The input in the example above is John’s file of particularly “evil” HTML; you can pass a local filename as the argument as well. The wide selection of optional command line parameters include various options for dealing with “bogons,” or unknown elements: you can tell TagSoup to leave them alone (other than ensuring that they’re well-formed), delete them, or render them empty with their contents moved outside of their tag boundaries.

Dave Raggett’s HTML Tidy program has been justly popular for cleaning up messy HTML, but it can be a bit picky. The Tag Soup motto is “Keep On Truckin’,” and it will forge ahead to do its best with whatever you give it. (Try a View Source of the evil.html mentioned above to see the kind of HTML that it valiantly navigates.) The TagSoup home page further describes its differences from HTML Tidy.

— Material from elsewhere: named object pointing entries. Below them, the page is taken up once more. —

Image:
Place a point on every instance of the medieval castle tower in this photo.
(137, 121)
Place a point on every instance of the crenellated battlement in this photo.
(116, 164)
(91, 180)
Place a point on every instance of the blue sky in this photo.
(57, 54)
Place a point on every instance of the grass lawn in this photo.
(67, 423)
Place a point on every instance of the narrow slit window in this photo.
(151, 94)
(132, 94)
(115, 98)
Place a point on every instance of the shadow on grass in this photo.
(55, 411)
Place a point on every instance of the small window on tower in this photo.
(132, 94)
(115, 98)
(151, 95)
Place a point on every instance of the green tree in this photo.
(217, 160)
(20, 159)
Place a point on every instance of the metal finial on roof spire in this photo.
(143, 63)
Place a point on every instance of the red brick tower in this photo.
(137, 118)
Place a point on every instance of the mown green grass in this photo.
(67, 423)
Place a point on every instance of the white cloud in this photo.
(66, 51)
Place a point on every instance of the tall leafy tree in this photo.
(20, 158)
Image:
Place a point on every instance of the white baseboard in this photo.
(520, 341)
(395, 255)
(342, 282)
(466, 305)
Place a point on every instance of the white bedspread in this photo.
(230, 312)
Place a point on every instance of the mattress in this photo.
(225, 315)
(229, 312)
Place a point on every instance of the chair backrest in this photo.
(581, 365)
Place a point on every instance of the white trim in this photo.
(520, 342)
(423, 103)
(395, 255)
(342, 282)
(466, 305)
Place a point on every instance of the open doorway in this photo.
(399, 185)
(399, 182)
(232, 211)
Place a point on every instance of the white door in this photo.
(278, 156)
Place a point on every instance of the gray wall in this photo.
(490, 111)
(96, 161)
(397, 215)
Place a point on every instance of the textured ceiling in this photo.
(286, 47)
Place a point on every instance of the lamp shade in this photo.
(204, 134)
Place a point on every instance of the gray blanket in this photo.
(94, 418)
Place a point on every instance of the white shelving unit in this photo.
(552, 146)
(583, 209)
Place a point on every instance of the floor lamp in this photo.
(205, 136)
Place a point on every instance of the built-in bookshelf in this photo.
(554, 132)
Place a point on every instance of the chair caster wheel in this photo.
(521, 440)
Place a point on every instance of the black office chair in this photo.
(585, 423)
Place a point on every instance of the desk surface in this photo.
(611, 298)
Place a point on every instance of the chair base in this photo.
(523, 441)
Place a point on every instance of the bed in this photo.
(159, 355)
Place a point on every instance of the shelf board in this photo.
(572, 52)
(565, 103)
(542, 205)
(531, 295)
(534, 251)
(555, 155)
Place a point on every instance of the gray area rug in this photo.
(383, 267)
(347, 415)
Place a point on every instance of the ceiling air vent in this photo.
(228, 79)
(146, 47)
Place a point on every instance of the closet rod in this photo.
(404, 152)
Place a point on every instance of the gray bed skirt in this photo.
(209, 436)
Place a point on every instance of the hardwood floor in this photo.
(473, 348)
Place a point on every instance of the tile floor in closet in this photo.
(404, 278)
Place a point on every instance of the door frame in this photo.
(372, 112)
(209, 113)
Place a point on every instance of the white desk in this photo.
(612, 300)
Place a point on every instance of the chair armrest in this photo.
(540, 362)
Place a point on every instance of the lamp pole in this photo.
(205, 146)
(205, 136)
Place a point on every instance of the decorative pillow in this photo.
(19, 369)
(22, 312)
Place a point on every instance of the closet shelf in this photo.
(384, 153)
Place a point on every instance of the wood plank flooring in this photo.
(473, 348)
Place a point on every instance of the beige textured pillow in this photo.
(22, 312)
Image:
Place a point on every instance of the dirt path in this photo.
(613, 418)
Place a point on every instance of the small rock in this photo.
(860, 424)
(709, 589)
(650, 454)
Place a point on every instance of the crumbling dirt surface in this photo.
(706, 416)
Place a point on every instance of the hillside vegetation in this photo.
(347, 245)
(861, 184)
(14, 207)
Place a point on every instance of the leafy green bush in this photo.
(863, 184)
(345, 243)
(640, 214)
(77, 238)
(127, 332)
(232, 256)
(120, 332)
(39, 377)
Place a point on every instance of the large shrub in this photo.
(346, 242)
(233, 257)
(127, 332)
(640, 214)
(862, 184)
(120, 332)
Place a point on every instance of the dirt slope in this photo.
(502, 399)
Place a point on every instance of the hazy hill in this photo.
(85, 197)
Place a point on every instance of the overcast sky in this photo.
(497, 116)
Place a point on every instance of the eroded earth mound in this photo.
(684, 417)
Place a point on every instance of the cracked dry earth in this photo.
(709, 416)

A companion to TagSoup is TSaxon, a repackaging of version 6.5.3 of Michael Kay’s Saxon XSLT 1.0 implementation that includes TagSoup. (I would have posted about TagSoup 1.0 earlier, but John was straightening out some jar packaging problems with TSaxon.) Point TSaxon at an XSLT stylesheet and some ugly HTML, and the TagSoup parser will clean up the HTML before passing it along to Saxon to have the stylesheet applied. For example, the following (without the carriage returns), when using the TSaxon version of saxon.jar, adds id attributes to block elements of the cleaned-up version of evil.html:

java -jar saxon.jar -H 
  http://home.ccil.org/~cowan/XML/tagsoup/extreme.html 
  http://www.snee.com/xml/xslt/addids.xsl

John has worked on this for four years, and was careful not push it along any faster than it deserved to go (I wanted to write about TSaxon in my XML.com column on XSLT, but he insisted that it wasn’t ready yet), so reaching 1.0 is really a milestone for TagSoup. It’s quite a gift to people who do screenscraping or any kind of beating into shape of messy HTML content.

1 Comments

By Max Völkel on July 6, 2006 9:12 AM

You should also have a look at CyberNeko, that libary by Andy Clark is well-maintained and well-performing.